Add assertions and resources

builder.addAssertion('c2pa.actions', {
  actions: [{ action: 'c2pa.created' }],
});

await builder.addResource('resource://example/thumb', {
  buffer: thumbnailBytes,
  mimeType: 'image/jpeg',
});

Sign with a local certificate and key

LocalSigner.newSigner takes the signing certificate (PEM), private key (PEM), algorithm (es256, ps256, ed25519, etc.), and an optional RFC 3161 timestamp URL.

import { Builder, LocalSigner } from '@contentauth/c2pa-node';
import { readFile } from 'node:fs/promises';

const cert = await readFile('signer.pem');
const key = await readFile('signer.key');
const signer = LocalSigner.newSigner(cert, key, 'es256');

const builder = Builder.withJson({
  claim_generator_info: [{ name: 'my-app', version: '1.0.0' }],
  title: 'output.jpg',
  format: 'image/jpeg',
  assertions: [],
  resources: { resources: {} },
});

builder.setIntent('edit');

// Output to a file
builder.sign(signer, { path: 'input.jpg' }, { path: 'signed.jpg' });

Sign to an in-memory buffer

Use a destination object with buffer: null; after sign, the signed asset bytes are written into dest.buffer.

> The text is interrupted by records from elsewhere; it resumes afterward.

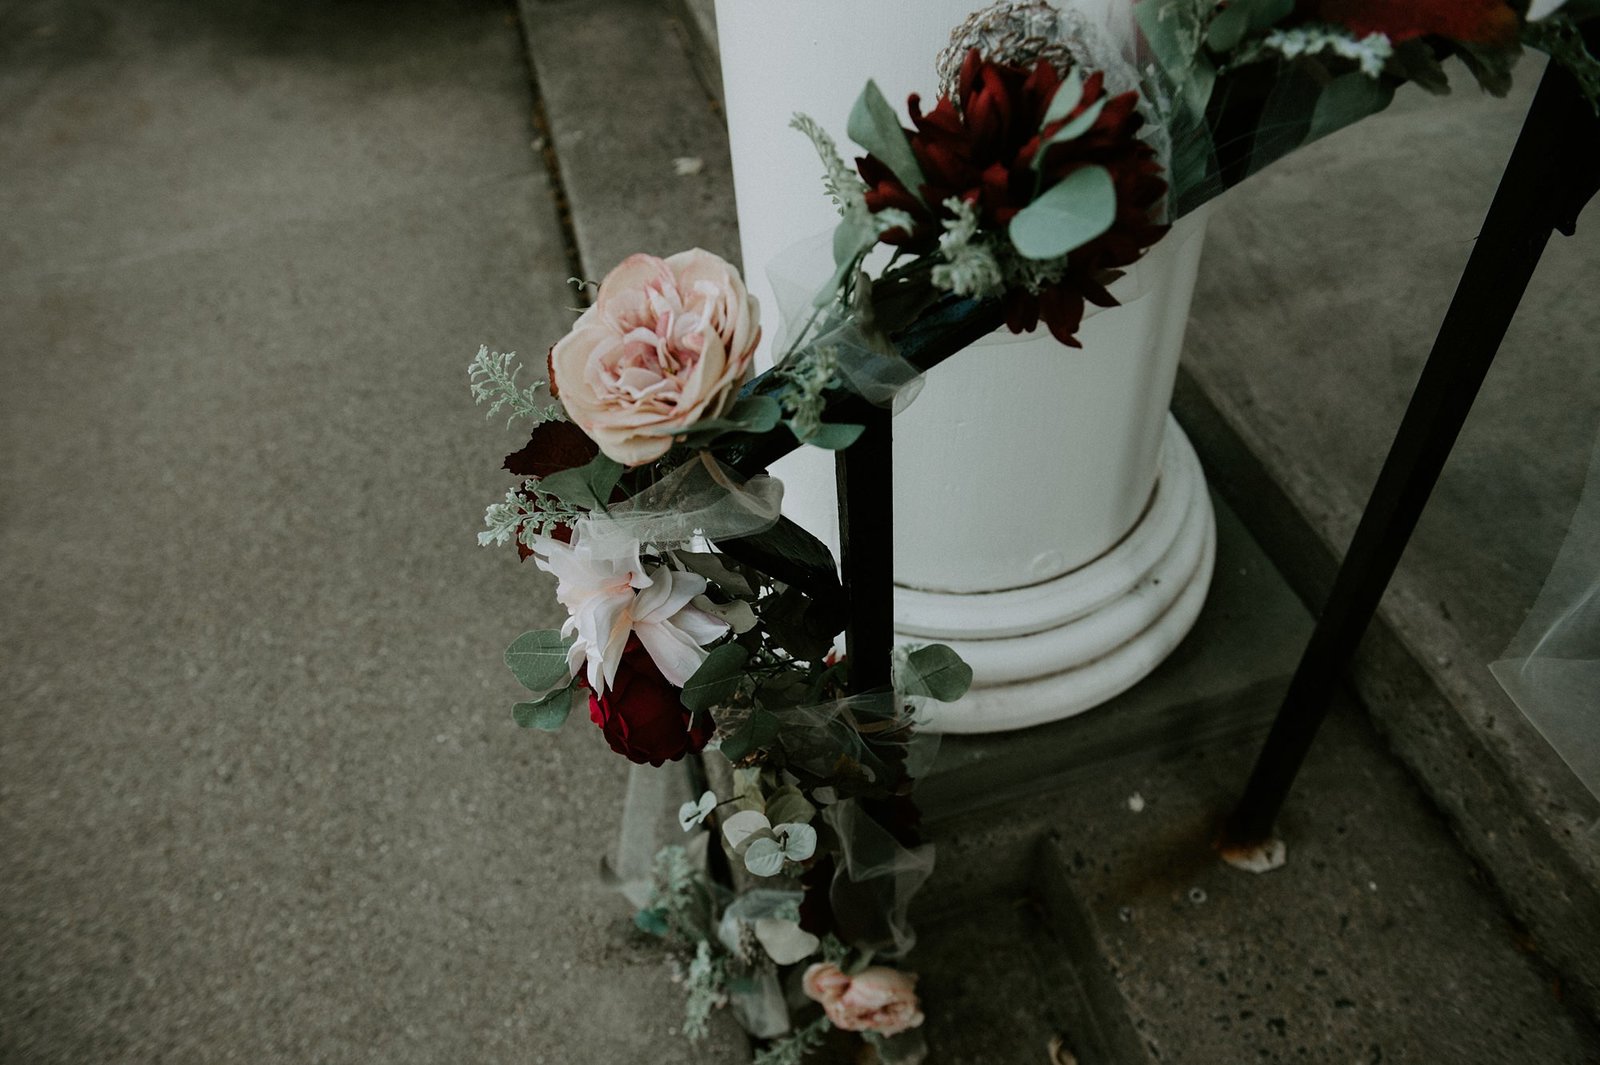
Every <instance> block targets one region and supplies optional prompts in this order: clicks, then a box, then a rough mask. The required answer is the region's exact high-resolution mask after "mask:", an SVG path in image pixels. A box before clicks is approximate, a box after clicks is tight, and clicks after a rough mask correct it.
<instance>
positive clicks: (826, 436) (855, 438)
mask: <svg viewBox="0 0 1600 1065" xmlns="http://www.w3.org/2000/svg"><path fill="white" fill-rule="evenodd" d="M866 430H867V427H866V425H856V424H851V422H824V424H821V425H818V427H816V432H813V433H811V435H810V437H806V438H805V441H803V443H808V445H811V446H813V448H822V449H824V451H843V449H845V448H848V446H850V445H853V443H856V440H859V438H861V433H864V432H866Z"/></svg>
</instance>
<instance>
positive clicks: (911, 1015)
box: [800, 963, 923, 1036]
mask: <svg viewBox="0 0 1600 1065" xmlns="http://www.w3.org/2000/svg"><path fill="white" fill-rule="evenodd" d="M800 985H802V988H805V993H806V998H810V999H811V1001H816V1003H821V1004H822V1012H826V1014H827V1019H829V1020H830V1022H832V1023H834V1027H835V1028H843V1030H845V1031H877V1033H878V1035H885V1036H891V1035H899V1033H901V1031H906V1030H907V1028H915V1027H917V1025H920V1023H922V1020H923V1017H922V1009H920V1007H918V1006H917V975H915V974H912V972H901V971H899V969H886V967H883V966H872V967H869V969H862V971H861V972H858V974H856V975H853V977H851V975H846V974H845V972H842V971H840V967H838V966H835V964H827V963H818V964H814V966H811V967H810V969H806V971H805V977H803V979H802V982H800Z"/></svg>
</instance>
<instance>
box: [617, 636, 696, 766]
mask: <svg viewBox="0 0 1600 1065" xmlns="http://www.w3.org/2000/svg"><path fill="white" fill-rule="evenodd" d="M682 694H683V692H682V689H678V688H675V686H674V684H672V683H669V681H667V678H666V676H662V675H661V668H659V667H658V665H656V660H654V659H651V657H650V651H646V649H645V644H642V643H640V641H638V636H629V640H627V646H624V648H622V662H621V664H619V665H618V670H616V678H614V680H613V681H611V686H610V688H608V689H606V692H605V694H603V696H595V694H594V691H592V689H590V692H589V720H590V721H594V723H595V724H598V726H600V731H602V732H605V739H606V742H608V744H610V745H611V750H614V752H616V753H619V755H622V756H626V758H627V760H629V761H637V763H638V764H645V763H650V764H651V766H659V764H661V763H664V761H677V760H678V758H682V756H683V755H690V753H694V752H699V750H701V748H704V747H706V742H707V740H709V739H710V736H712V724H710V720H709V718H707V716H706V715H696V713H691V712H690V708H688V707H685V705H683V700H682Z"/></svg>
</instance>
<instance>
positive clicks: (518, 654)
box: [506, 628, 576, 692]
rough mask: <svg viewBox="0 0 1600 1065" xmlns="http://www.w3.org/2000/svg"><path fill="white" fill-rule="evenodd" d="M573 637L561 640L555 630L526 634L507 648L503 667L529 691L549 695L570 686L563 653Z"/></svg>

const dest = { buffer: null };
builder.sign(signer, { path: 'input.jpg' }, dest);
const signedBytes = dest.buffer;

Callback signing (signAsync)

For signing in hardware, a remote service, or other custom flows, use CallbackSigner and signAsync:

import { Builder, CallbackSigner } from '@contentauth/c2pa-node';
import { readFile } from 'node:fs/promises';

const cert = await readFile('signer.pem');

const callbackSigner = CallbackSigner.newSigner(
  {
    alg: 'es256',
    certs: [cert],
    reserveSize: 1024,
  },
  async (data) => {
    return customSign(data);
  },
);

const builder = Builder.new();
await builder.signAsync(
  callbackSigner,
  { path: 'input.jpg' },
  { path: 'signed.jpg' },
);

Replace customSign with your implementation that returns the detached signature bytes for the C2PA claim.

For identity assertions (CAWG), see IdentityAssertionBuilder and IdentityAssertionSigner in the c2pa-node-v2 README.